Les difficultés qu’anticipent les militaires relèvent de plusieurs facteurs. D’ordre tactique, elles tiennent notamment à la configuration de la ZAD (« zone à défendre »). Ses occupants sont disséminés sur un espace rural étendu et accidenté – fait de champs, de bosquets, de bois et de sentiers boueux – et en partie aménagé. Les forces de l’ordre ne peuvent donc pas jouer sur un effet de surprise et sont contraintes à une progression lente – accentuée par la lourdeur de leurs équipements – et, par conséquent, plus exposée.
« Les opérations de maintien de l’ordre en milieu rural sont complexes parce que, à la différence d’un environnement urbain très encagé, l’adversaire est mobile, dispersé et il peut avoir préparé le terrain », ajoute le général à la retraite Bertrand Cavallier, ancien commandant du centre national d’entraînement des forces de gendarmerie de Saint-Astier. L’évacuation de la zone devrait se faire par une progression à pied, mais la gendarmerie n’exclut pas de mobiliser ses véhicules blindés – d’ordinaire employés pour des opérations de maintien de l’ordre outre-mer – et y compris de solliciter des moyens logistiques du génie de l’armée de terre pour, par exemple, déblayer des obstacles, tels que des barricades, déloger des opposants de leurs cabanes perchées ou rétablir la viabilité de certains axes.

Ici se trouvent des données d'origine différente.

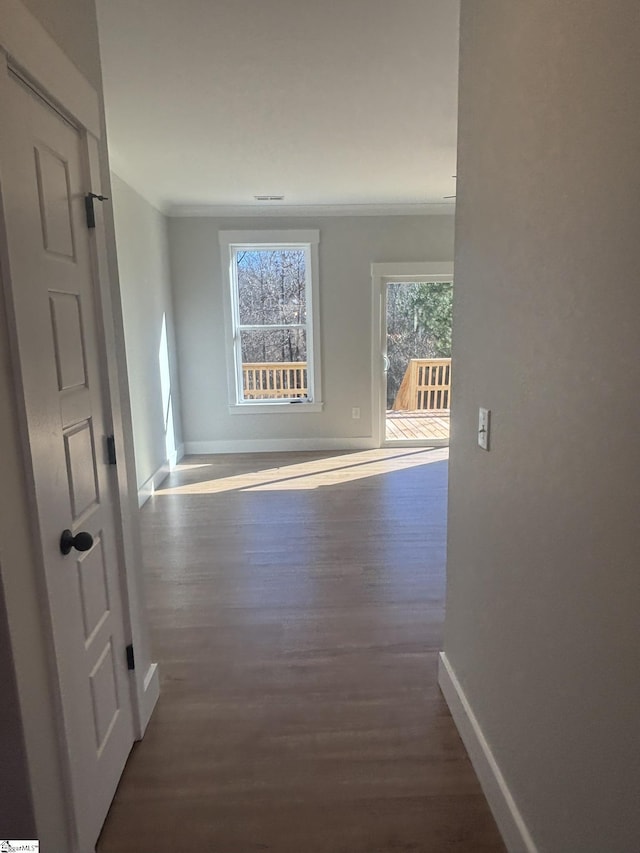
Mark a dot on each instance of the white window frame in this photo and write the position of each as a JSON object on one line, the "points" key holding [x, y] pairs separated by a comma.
{"points": [[230, 243]]}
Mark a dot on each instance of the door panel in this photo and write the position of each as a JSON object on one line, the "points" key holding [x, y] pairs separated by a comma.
{"points": [[42, 173]]}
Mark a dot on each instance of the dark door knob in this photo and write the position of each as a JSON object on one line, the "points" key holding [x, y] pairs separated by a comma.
{"points": [[81, 541]]}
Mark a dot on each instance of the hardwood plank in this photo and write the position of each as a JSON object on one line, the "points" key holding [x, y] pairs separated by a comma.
{"points": [[296, 602]]}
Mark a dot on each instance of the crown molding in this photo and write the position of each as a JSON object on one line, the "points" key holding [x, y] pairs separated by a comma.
{"points": [[291, 210]]}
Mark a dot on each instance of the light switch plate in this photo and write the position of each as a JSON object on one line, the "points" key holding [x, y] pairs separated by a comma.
{"points": [[484, 425]]}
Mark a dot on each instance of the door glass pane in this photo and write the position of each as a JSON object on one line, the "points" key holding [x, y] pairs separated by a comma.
{"points": [[418, 316]]}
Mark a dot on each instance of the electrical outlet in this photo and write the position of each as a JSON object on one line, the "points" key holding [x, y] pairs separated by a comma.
{"points": [[484, 424]]}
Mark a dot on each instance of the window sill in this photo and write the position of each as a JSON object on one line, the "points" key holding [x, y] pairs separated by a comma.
{"points": [[275, 408]]}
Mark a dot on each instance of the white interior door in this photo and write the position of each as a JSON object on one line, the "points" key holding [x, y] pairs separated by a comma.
{"points": [[61, 365]]}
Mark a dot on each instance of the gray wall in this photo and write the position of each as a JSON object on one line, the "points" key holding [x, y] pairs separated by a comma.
{"points": [[348, 246], [543, 605], [147, 306], [73, 25]]}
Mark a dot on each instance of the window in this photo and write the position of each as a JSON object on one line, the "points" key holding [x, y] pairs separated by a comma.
{"points": [[270, 305]]}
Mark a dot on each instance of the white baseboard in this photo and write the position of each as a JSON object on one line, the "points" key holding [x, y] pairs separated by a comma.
{"points": [[269, 445], [505, 811], [147, 489], [176, 456], [150, 694]]}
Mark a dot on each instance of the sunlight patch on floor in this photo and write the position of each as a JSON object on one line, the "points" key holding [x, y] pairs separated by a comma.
{"points": [[314, 473]]}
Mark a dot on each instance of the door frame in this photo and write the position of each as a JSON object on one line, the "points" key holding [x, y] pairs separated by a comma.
{"points": [[381, 275], [30, 52]]}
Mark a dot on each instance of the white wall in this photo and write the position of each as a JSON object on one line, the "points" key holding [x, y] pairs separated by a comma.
{"points": [[348, 246], [147, 306], [543, 609]]}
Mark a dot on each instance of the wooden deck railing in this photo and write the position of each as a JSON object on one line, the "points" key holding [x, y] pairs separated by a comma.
{"points": [[425, 386], [269, 380]]}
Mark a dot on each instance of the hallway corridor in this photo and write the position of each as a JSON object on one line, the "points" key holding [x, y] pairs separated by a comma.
{"points": [[296, 602]]}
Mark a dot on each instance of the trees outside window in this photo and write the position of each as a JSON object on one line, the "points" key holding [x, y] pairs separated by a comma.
{"points": [[419, 316], [270, 307]]}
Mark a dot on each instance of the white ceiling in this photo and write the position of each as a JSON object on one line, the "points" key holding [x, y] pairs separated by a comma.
{"points": [[332, 102]]}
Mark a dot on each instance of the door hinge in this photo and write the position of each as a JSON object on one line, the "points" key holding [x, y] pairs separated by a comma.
{"points": [[88, 207]]}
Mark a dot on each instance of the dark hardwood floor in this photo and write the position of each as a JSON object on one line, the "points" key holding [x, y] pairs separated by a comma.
{"points": [[296, 603]]}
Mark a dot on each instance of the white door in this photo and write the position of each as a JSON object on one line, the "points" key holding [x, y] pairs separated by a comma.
{"points": [[43, 167]]}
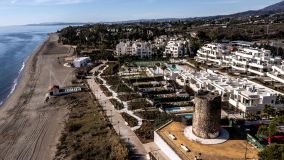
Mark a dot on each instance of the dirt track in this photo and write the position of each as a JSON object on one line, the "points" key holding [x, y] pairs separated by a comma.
{"points": [[30, 128]]}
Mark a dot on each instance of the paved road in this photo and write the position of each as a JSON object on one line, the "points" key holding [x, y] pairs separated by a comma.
{"points": [[117, 121]]}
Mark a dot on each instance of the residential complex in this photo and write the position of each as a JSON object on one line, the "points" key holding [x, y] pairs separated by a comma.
{"points": [[134, 48], [241, 56], [175, 48], [243, 94]]}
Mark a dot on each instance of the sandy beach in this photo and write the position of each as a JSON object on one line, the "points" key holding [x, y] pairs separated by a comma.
{"points": [[29, 127]]}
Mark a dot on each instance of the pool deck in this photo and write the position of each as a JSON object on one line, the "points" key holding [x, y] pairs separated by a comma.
{"points": [[232, 149]]}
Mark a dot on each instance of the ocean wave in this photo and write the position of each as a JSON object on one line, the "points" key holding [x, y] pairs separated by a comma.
{"points": [[15, 82]]}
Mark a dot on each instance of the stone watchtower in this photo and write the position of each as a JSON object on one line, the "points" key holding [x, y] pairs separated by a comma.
{"points": [[207, 115]]}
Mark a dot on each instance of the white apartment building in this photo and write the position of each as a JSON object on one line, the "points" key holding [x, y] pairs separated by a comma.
{"points": [[215, 53], [136, 48], [142, 49], [175, 48], [240, 56], [240, 93], [253, 60], [277, 73]]}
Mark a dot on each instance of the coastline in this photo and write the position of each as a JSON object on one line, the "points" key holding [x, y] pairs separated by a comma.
{"points": [[22, 72], [23, 77], [29, 127]]}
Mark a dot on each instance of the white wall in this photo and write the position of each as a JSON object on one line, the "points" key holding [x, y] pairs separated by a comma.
{"points": [[165, 147]]}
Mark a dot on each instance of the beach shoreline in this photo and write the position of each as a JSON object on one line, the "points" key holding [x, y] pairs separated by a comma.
{"points": [[29, 127], [22, 73]]}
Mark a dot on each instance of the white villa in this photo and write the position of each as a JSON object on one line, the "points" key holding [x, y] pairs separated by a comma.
{"points": [[175, 48], [243, 94], [136, 48], [277, 73], [215, 53], [240, 56]]}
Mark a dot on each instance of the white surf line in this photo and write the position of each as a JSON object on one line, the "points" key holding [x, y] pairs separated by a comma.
{"points": [[125, 110]]}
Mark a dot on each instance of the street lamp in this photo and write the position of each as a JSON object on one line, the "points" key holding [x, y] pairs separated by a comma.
{"points": [[118, 128], [110, 116], [246, 131]]}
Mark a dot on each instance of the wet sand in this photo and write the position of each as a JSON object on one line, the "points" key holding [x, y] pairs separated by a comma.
{"points": [[29, 127]]}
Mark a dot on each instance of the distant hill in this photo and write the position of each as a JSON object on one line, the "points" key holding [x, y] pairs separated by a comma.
{"points": [[278, 7], [272, 9]]}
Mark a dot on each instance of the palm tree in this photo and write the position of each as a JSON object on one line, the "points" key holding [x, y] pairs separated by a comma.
{"points": [[164, 68], [268, 111]]}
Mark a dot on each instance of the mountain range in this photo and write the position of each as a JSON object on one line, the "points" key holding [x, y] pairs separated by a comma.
{"points": [[277, 8]]}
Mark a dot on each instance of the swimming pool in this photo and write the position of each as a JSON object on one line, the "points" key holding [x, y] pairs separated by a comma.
{"points": [[173, 109], [186, 115]]}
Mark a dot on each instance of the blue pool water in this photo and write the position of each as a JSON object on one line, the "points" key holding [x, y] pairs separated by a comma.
{"points": [[173, 109], [188, 116]]}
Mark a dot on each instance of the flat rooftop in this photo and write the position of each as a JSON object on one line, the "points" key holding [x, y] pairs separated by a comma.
{"points": [[234, 148]]}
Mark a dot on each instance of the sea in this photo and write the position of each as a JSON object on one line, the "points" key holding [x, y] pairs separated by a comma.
{"points": [[17, 43]]}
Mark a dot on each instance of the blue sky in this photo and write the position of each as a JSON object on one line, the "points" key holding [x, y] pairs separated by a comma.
{"points": [[16, 12]]}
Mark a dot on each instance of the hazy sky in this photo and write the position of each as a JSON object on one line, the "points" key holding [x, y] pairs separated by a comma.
{"points": [[14, 12]]}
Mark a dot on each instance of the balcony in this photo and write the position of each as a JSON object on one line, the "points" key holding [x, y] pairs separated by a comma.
{"points": [[279, 69], [261, 73], [243, 54], [242, 62], [215, 60], [238, 105], [212, 55], [256, 65], [202, 53], [239, 68], [273, 76]]}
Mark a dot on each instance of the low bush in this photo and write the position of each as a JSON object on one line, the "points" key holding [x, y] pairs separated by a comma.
{"points": [[142, 104], [132, 122], [87, 134], [117, 104], [106, 91], [129, 97]]}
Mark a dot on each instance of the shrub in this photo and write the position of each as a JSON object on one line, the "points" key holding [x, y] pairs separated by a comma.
{"points": [[132, 122], [117, 104]]}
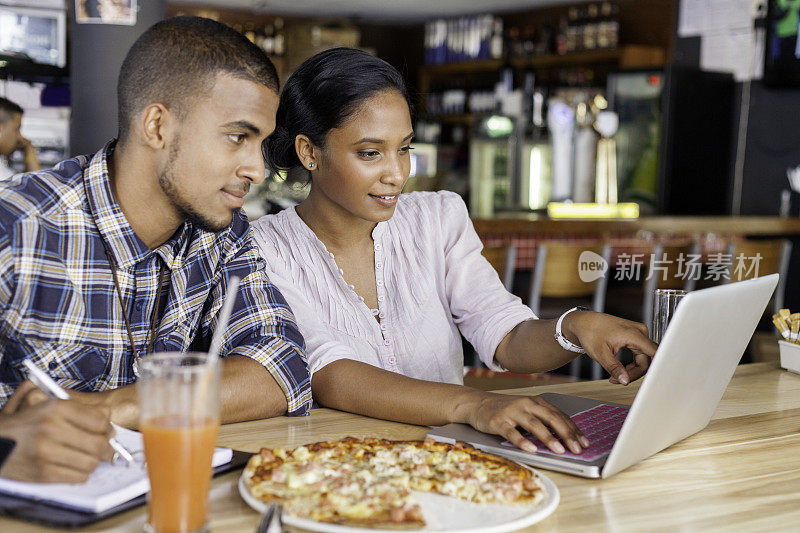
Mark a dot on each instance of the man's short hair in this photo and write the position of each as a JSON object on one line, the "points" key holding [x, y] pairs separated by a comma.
{"points": [[178, 59], [8, 109]]}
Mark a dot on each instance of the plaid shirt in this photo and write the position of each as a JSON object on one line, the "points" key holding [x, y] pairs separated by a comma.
{"points": [[59, 306]]}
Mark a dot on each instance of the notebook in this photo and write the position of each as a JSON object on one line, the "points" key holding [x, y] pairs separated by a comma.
{"points": [[108, 486]]}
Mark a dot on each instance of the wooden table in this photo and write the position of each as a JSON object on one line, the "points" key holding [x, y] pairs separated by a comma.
{"points": [[521, 224], [742, 473]]}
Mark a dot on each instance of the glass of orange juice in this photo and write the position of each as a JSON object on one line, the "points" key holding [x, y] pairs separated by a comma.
{"points": [[179, 420]]}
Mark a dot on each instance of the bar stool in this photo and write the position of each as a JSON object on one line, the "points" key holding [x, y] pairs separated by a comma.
{"points": [[772, 256], [556, 275], [503, 259]]}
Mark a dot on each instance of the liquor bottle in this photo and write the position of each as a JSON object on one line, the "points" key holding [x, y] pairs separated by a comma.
{"points": [[528, 41], [496, 46], [608, 27], [573, 33], [561, 36], [268, 41], [279, 41], [544, 44]]}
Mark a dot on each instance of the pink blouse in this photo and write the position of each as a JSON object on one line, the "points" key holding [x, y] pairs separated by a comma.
{"points": [[432, 282]]}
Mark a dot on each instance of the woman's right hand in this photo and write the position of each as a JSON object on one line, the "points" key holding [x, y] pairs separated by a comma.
{"points": [[502, 414]]}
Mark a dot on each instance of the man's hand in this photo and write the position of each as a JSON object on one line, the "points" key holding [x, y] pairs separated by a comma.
{"points": [[503, 414], [603, 336], [56, 440]]}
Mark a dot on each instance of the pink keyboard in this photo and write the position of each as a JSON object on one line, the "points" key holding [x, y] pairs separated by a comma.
{"points": [[599, 424]]}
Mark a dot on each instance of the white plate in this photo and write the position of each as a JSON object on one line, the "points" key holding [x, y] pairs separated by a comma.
{"points": [[443, 513]]}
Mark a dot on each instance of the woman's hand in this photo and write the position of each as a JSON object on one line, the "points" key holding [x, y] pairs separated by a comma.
{"points": [[603, 336], [502, 414]]}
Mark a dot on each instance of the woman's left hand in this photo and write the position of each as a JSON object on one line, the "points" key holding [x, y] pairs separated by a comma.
{"points": [[603, 336]]}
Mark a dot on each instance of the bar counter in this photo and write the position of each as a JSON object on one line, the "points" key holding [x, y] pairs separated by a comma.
{"points": [[741, 473], [538, 224]]}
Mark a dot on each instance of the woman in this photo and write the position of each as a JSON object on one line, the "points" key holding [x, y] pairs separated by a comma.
{"points": [[382, 283]]}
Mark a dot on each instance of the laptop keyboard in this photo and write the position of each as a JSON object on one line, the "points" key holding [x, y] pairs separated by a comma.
{"points": [[599, 424]]}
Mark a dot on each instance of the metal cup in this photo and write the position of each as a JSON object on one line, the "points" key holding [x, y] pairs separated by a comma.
{"points": [[665, 301]]}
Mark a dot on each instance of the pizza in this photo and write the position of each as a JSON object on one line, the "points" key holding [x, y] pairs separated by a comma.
{"points": [[369, 482]]}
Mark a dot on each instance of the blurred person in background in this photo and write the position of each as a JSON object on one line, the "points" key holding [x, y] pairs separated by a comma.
{"points": [[12, 140]]}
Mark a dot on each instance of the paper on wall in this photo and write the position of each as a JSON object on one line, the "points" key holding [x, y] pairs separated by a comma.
{"points": [[734, 52], [692, 18]]}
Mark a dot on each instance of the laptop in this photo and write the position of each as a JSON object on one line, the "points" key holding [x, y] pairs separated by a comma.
{"points": [[689, 374]]}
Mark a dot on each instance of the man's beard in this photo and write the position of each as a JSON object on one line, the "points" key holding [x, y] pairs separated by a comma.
{"points": [[167, 182]]}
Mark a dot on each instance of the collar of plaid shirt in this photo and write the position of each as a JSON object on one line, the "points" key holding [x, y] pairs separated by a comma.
{"points": [[126, 247], [59, 307]]}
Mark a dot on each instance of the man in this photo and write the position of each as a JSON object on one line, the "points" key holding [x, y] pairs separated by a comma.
{"points": [[129, 251], [12, 140]]}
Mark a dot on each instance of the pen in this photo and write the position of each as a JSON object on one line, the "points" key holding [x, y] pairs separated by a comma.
{"points": [[52, 389]]}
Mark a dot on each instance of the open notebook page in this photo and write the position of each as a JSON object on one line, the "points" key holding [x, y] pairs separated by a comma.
{"points": [[108, 486]]}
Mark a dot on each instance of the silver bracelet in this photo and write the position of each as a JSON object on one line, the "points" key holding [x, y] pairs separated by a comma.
{"points": [[562, 340]]}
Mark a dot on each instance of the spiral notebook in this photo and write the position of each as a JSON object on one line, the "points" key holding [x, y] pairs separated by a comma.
{"points": [[108, 486]]}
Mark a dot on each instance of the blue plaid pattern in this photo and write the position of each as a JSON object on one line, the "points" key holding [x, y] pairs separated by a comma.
{"points": [[59, 307]]}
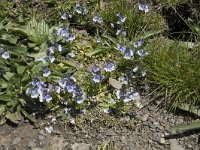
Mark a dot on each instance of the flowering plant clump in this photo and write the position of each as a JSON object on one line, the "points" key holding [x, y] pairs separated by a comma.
{"points": [[52, 63]]}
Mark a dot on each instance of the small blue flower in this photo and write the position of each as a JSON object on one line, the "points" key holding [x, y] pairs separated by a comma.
{"points": [[62, 83], [143, 7], [97, 19], [95, 69], [46, 72], [60, 49], [109, 67], [52, 49], [66, 15], [57, 89], [138, 43], [43, 59], [70, 88], [142, 53], [121, 48], [121, 19], [5, 55], [80, 100], [78, 9], [118, 32], [51, 58], [97, 78], [99, 40], [112, 25]]}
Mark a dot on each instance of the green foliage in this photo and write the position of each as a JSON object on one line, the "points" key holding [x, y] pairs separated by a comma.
{"points": [[46, 50], [173, 72]]}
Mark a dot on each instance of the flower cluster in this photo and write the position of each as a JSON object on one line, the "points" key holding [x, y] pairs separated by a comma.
{"points": [[97, 77], [5, 54], [68, 85], [39, 89]]}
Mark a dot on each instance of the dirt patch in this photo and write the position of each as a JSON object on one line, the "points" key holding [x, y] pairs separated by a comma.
{"points": [[152, 132]]}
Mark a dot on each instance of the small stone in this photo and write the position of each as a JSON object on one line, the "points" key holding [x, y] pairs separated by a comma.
{"points": [[80, 146], [190, 146], [174, 145], [32, 144], [145, 117], [16, 141], [110, 133]]}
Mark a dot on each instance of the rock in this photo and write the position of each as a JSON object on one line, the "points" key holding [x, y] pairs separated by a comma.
{"points": [[174, 145], [190, 146], [57, 132], [32, 144], [162, 141], [110, 133], [80, 146], [16, 140], [145, 117]]}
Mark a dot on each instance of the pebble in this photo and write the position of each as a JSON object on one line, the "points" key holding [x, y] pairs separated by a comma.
{"points": [[162, 141], [110, 133], [41, 138], [145, 117], [80, 146], [16, 140], [32, 144]]}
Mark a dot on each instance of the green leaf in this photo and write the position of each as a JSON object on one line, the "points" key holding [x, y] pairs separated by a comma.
{"points": [[20, 69], [5, 98], [8, 75], [150, 33], [14, 117], [26, 77], [2, 120], [37, 68]]}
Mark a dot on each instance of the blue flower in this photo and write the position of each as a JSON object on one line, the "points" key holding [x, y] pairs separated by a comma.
{"points": [[95, 69], [143, 7], [128, 54], [46, 72], [5, 55], [109, 67], [99, 40], [51, 58], [112, 25], [97, 19], [142, 53], [70, 88], [57, 89], [121, 19], [80, 100], [81, 10], [121, 31], [78, 9], [97, 78], [66, 15], [138, 43], [60, 49], [62, 83], [121, 48]]}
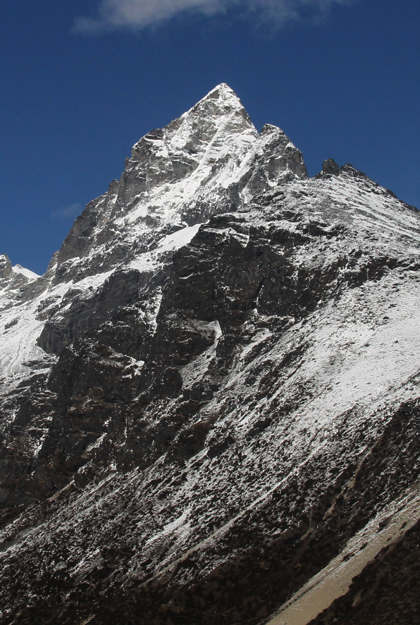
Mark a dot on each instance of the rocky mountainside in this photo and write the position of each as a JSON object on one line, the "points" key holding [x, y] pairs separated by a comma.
{"points": [[210, 401]]}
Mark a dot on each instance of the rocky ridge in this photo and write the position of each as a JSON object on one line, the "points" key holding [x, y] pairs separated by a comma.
{"points": [[213, 391]]}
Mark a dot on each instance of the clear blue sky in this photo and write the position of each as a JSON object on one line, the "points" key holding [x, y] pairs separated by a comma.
{"points": [[81, 81]]}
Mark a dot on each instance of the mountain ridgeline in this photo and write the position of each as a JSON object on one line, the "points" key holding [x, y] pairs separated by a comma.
{"points": [[210, 403]]}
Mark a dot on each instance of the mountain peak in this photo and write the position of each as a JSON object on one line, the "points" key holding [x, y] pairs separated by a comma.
{"points": [[220, 101]]}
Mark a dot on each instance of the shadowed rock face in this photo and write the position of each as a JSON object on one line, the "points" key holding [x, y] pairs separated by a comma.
{"points": [[213, 390]]}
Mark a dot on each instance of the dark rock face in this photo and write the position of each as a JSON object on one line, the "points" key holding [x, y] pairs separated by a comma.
{"points": [[193, 432]]}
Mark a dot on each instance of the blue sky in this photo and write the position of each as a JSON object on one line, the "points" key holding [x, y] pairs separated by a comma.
{"points": [[82, 81]]}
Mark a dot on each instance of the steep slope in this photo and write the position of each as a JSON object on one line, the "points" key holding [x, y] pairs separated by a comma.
{"points": [[215, 405]]}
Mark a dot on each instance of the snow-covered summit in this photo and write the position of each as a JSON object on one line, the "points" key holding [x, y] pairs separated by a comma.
{"points": [[209, 160], [209, 404]]}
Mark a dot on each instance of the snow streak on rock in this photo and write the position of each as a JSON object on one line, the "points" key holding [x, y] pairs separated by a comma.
{"points": [[210, 401]]}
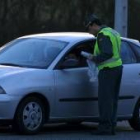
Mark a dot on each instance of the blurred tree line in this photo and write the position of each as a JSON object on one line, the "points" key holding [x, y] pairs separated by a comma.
{"points": [[22, 17]]}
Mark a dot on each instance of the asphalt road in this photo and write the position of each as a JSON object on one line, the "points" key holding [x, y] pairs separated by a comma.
{"points": [[72, 132]]}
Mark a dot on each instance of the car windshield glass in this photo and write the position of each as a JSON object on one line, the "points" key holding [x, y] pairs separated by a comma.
{"points": [[33, 52]]}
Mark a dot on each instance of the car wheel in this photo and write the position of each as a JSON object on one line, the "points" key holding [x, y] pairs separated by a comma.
{"points": [[135, 120], [29, 116]]}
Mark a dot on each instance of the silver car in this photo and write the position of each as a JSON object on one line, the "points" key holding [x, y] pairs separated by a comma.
{"points": [[44, 79]]}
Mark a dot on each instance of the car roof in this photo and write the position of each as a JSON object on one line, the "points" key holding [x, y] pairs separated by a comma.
{"points": [[71, 36], [63, 36]]}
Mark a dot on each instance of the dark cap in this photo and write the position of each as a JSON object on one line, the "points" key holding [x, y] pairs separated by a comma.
{"points": [[92, 18]]}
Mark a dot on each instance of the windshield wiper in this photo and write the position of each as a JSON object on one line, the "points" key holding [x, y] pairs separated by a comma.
{"points": [[11, 64]]}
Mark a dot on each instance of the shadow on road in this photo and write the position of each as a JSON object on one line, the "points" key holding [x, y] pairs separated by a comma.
{"points": [[66, 128]]}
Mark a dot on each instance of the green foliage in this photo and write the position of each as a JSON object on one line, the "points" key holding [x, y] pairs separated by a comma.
{"points": [[22, 17]]}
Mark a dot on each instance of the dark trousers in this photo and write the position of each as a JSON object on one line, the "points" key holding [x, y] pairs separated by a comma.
{"points": [[108, 94]]}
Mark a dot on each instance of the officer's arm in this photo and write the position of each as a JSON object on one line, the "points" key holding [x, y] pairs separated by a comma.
{"points": [[105, 47]]}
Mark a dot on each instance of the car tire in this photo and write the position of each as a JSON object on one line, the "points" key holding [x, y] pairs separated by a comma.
{"points": [[135, 120], [30, 116]]}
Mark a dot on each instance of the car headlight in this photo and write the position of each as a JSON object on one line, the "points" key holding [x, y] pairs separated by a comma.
{"points": [[2, 91]]}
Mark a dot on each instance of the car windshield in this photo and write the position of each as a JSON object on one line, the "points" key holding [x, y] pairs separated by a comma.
{"points": [[31, 52]]}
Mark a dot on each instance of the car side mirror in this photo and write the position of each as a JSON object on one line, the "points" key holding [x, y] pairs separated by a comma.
{"points": [[70, 63]]}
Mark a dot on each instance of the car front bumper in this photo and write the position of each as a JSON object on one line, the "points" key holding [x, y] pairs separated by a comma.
{"points": [[8, 105]]}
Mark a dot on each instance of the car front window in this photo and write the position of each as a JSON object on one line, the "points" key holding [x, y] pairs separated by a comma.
{"points": [[31, 52], [127, 54]]}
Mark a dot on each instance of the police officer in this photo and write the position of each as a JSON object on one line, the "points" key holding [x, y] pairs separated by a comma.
{"points": [[107, 58]]}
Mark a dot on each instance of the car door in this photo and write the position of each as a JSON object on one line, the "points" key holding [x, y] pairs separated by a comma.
{"points": [[130, 90], [76, 96]]}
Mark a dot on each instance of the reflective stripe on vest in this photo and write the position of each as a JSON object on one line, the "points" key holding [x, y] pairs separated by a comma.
{"points": [[115, 60]]}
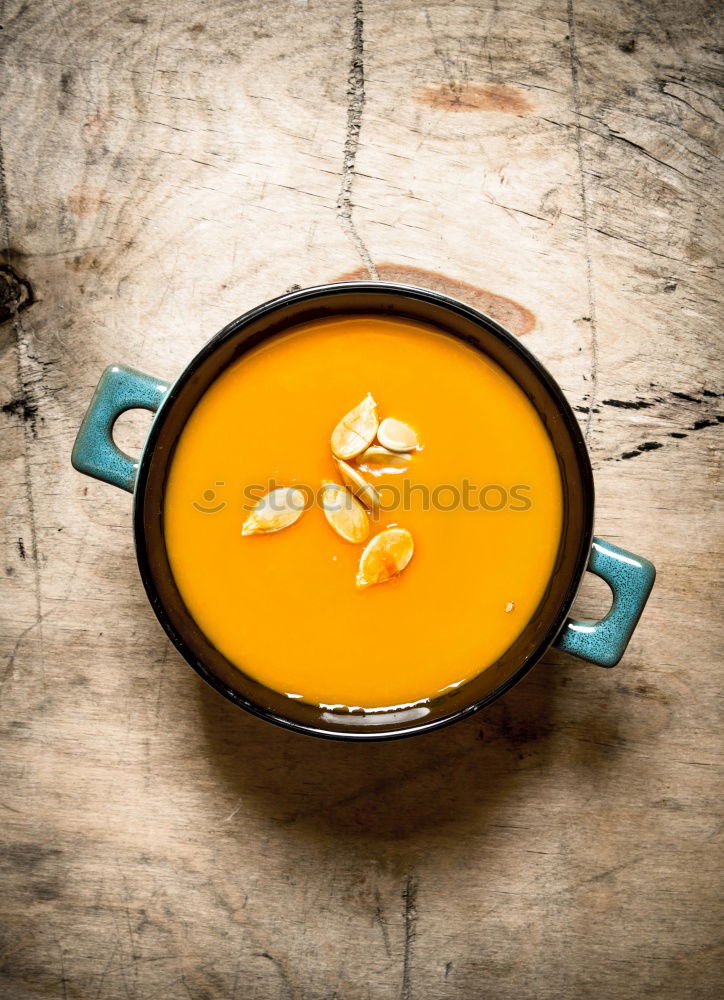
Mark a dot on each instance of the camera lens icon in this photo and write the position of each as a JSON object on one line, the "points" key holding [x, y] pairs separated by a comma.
{"points": [[211, 503]]}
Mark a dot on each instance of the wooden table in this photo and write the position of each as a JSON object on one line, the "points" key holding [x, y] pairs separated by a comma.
{"points": [[165, 167]]}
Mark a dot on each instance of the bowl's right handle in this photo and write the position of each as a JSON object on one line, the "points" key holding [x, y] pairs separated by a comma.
{"points": [[94, 451], [631, 578]]}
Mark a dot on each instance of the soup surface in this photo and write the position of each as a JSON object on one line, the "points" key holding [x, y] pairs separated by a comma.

Des opposants hétérogènes et déterminés
L’hétérogénéité des opposants à l’évacuation de la ZAD, mêlant écologistes, black blocs, familles, riverains ou encore agriculteurs, est une complexité supplémentaire pour les forces de l’ordre. Actuellement, entre 200 et 300 personnes seraient présentes sur place mais, selon la décision prise par le gouvernement, des centaines, voire des milliers, d’opposants peuvent vouloir les rejoindre. A l’automne 2012, après l’échec de l’opération « César » – une tentative d’expulsion massive de plusieurs semaines –, des milliers de personnes s’étaient réunies sur place (40 000, selon les organisateurs) pour une manifestation de « reconquête ».
La détermination de certains à résister, y compris de façon violente, à leur délogement, est aussi un élément pris en compte par les gendarmes. « L’affrontement sera, à mon sens, inévitable », avance Frédéric Le Louette, président de l’association professionnelle GendXXI. Il se déroulera dans un contexte de « pression médiatique accrue, poursuit-il. La gendarmerie devra être irréprochable, tout en subissant des gens qui n’ont rien à perdre ». La confrontation sur le terrain sera doublée d’une guerre des images. « La communication est un aspect très important », concède à son tour le haut gradé de la gendarmerie.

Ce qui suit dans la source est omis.